Sponsored by CAIR-Chicago, the new MyJihad campaign would be launched on Friday at a press conference in the morning and at a community party in the afternoon.
It comes as an independent national initiative that seeks to share the proper meaning of Jihad as believed and practiced by the majority of Muslims.
Volunteers working on the campaign include activists and students.
Yet, the majority of volunteers have come from a group of working mothers who are disturbed by the prospects of their children growing up in an environment of gross misinformation about Islam that sometimes spills into outright hatred.
Earlier on Thursday, the official MyJihad website was made live. The website includes detailed information about the campaign.
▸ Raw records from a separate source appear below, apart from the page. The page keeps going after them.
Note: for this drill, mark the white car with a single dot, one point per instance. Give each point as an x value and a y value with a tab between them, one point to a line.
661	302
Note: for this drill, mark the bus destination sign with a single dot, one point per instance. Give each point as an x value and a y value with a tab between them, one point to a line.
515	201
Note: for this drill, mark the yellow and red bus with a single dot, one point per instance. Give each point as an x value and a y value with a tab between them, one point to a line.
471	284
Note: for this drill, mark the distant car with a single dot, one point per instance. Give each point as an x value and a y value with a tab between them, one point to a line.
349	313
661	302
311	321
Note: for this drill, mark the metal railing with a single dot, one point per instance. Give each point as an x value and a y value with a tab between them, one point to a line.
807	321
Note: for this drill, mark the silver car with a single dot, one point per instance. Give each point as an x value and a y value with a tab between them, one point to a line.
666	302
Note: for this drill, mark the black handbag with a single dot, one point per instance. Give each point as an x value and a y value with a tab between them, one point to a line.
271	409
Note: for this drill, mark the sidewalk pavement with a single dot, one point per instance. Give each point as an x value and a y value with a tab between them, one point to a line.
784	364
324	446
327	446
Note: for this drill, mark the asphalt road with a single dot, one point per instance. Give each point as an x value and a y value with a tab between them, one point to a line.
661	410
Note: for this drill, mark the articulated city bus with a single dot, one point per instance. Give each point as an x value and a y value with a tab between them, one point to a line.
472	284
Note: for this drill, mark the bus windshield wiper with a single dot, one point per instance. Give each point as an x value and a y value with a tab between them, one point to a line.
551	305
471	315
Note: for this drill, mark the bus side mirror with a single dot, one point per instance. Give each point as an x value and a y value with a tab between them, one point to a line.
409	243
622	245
The campaign also includes putting up public ads on buses and trains, as well as a social media component on Facebook, YouTube and Twitter, where users are asked to tweet what their Jihad (struggle) is using the #MyJihad hash tag.
Thousands of users have already tweeted and thousands more have liked the Facebook page.
“It is also about pushing for an intelligent and informed understanding of Islam and its concepts and practices in the media, the educational circles, and the public,” Rehab added.
“Most of all, this campaign is about giving voice to our views, our practices, and simply put, our reality, a reality that is too big to be left out of the conversation."
On Monday, December 11th, the first bus ad campaign appeared on 25 Chicago buses.
The group hopes to follow up on the Chicago bus ad campaign with similar campaigns in New York, Washington, D.C., San Francisco, Houston, and Seattle.
Participants in the campaign said they were disturbed by the prospects of their children growing up in an environment that is hostile to Islam.
"We have been overwhelmed with the participation of people of other faiths tweeting their struggles," said campaign volunteer and Naperville mom Angie Emara.
"People of different backgrounds are finding a common language, they're learning to see themselves in one another as they share similar expressions of their daily Jihad."
The campaign was suggested as a reaction to the recent anti-Islam ad campaigns sponsored by hate blogger Pamela Geller.
Earlier this year, Geller sponsored an inflammatory advertisement equating Jihad to savagery appeared in ten subway stations in New York City.
The original ad says, "In any war between the civilized man and the savage, support the civilized man. Support Israel. Defeat jihad."
In October, CAIR championed a campaign to counter the anti-Jihad ads with signs reading a passage from Noble Qur’an saying: "Show forgiveness, speak for justice and avoid the ignorant."
Since 9/11, Muslims, estimated between six to seven million, have become sensitized to an erosion of their civil rights, with a prevailing belief that America was stigmatizing their faith.
Anti-Muslim sentiments sharply grew in the United States over plans to build a mosque near the 9/11 site in New York, resulting in attacks on Muslims and their property.
A recent report by CAIR and the University of California said that Islamophobia is on the rise in the US.